Overview
Join to apply for the Tech Lead – Data Engineering role at The Citco Group Limited.
Citco is a global leader in financial services, delivering innovative solutions to some of the world’s largest institutional clients. We harness the power of data to drive operational efficiency and informed decision-making. We are looking for a Tech Lead – Data Engineering with extensive Databricks expertise and AWS experience to lead mission-critical data initiatives.
Responsibilities
* Databricks Platform & Architecture: Architect and maintain Databricks Lakehouse solutions using Delta Lake for ACID transactions and efficient data versioning. Leverage Databricks SQL Analytics for interactive querying and report generation. Manage cluster lifecycle (provisioning, sizing, scaling) and optimize Spark jobs for cost and performance. Implement structured streaming pipelines for near real-time data ingestion and processing. Configure and administer Databricks Repos, notebooks, and job scheduling/orchestration to streamline development workflows.

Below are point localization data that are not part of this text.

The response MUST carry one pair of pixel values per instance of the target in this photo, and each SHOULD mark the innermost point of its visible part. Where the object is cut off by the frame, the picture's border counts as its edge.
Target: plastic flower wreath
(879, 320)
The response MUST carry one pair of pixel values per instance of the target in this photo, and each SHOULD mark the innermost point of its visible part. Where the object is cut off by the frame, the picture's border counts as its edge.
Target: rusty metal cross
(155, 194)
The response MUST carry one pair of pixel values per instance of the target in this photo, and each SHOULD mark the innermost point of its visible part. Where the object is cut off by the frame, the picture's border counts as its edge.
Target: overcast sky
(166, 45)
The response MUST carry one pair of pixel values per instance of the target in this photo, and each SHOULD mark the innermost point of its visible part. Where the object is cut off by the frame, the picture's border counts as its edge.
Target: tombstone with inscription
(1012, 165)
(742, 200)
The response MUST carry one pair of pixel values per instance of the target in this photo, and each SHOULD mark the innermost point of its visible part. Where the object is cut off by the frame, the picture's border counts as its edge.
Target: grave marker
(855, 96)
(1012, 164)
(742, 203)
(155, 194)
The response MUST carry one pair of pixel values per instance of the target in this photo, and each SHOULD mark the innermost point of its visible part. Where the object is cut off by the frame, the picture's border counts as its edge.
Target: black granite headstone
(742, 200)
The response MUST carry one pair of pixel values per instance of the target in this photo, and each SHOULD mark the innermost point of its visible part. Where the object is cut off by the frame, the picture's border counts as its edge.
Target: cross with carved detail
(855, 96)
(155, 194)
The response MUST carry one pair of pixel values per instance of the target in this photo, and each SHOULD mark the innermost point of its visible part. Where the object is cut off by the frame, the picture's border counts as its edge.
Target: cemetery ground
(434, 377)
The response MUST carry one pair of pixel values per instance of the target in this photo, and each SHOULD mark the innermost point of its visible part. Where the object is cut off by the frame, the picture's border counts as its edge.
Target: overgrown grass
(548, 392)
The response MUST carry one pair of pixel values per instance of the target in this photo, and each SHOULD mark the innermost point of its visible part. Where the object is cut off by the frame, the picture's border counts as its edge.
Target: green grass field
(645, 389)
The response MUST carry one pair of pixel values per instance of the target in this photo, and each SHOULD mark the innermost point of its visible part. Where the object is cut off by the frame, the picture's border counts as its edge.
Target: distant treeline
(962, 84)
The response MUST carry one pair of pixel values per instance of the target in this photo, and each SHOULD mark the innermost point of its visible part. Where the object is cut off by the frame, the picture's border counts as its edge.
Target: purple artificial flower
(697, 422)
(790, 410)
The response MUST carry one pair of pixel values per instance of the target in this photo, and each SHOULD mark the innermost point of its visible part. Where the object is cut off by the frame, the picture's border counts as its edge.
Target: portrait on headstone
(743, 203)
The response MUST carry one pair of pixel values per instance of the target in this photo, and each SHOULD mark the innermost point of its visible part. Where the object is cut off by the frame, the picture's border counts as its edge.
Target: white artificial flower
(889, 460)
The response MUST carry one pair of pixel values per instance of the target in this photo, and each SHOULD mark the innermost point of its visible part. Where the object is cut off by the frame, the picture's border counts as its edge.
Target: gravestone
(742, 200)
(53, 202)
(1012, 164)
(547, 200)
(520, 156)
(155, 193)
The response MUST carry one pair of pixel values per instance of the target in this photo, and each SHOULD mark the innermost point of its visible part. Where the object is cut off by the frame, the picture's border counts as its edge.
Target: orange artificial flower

* AWS Cloud Integration: Integrate Databricks with AWS S3 as the primary data lake storage layer. Design and implement ETL/ELT pipelines using AWS Glue catalog, AWS Lambda, and AWS Step Functions where needed. Ensure proper networking configuration (VPC, security groups, private links) for secure and compliant data access. Automate infrastructure deployment and scaling using AWS CloudFormation or Terraform.
* Data Pipeline & Workflow Management: Develop and maintain scalable, reusable ETL frameworks using Spark (Python/Scala). Orchestrate complex workflows, applying CI/CD principles (Git-based version control, automated testing). Implement Delta Live Tables or similar frameworks to handle real-time data ingestion and transformations. Integrate with MLflow (if applicable) for experiment tracking and model versioning, ensuring data lineage and reproducibility.
* Performance Tuning & Optimization: Conduct advanced Spark job tuning (caching strategies, shuffle partitions, broadcast joins, memory optimization). Fine-tune Databricks clusters (autoscaling policies, instance types) to manage cost without compromising performance. Optimize I/O performance and concurrency for large-scale data sets.
* Security & Governance: Implement Unity Catalog or equivalent Databricks features for centralized governance, access control, and data lineage. Ensure compliance with industry standards (e.g., GDPR, SOC, ISO) and internal security policies. Apply IAM best practices across Databricks and AWS to enforce least-privilege access.
* Technical Leadership & Mentorship: Lead and mentor a team of data engineers, conducting code reviews, design reviews, and knowledge-sharing sessions. Champion Agile or Scrum development practices, coordinating sprints and deliverables. Serve as a primary technical liaison, working closely with product managers, data scientists, DevOps, and external stakeholders.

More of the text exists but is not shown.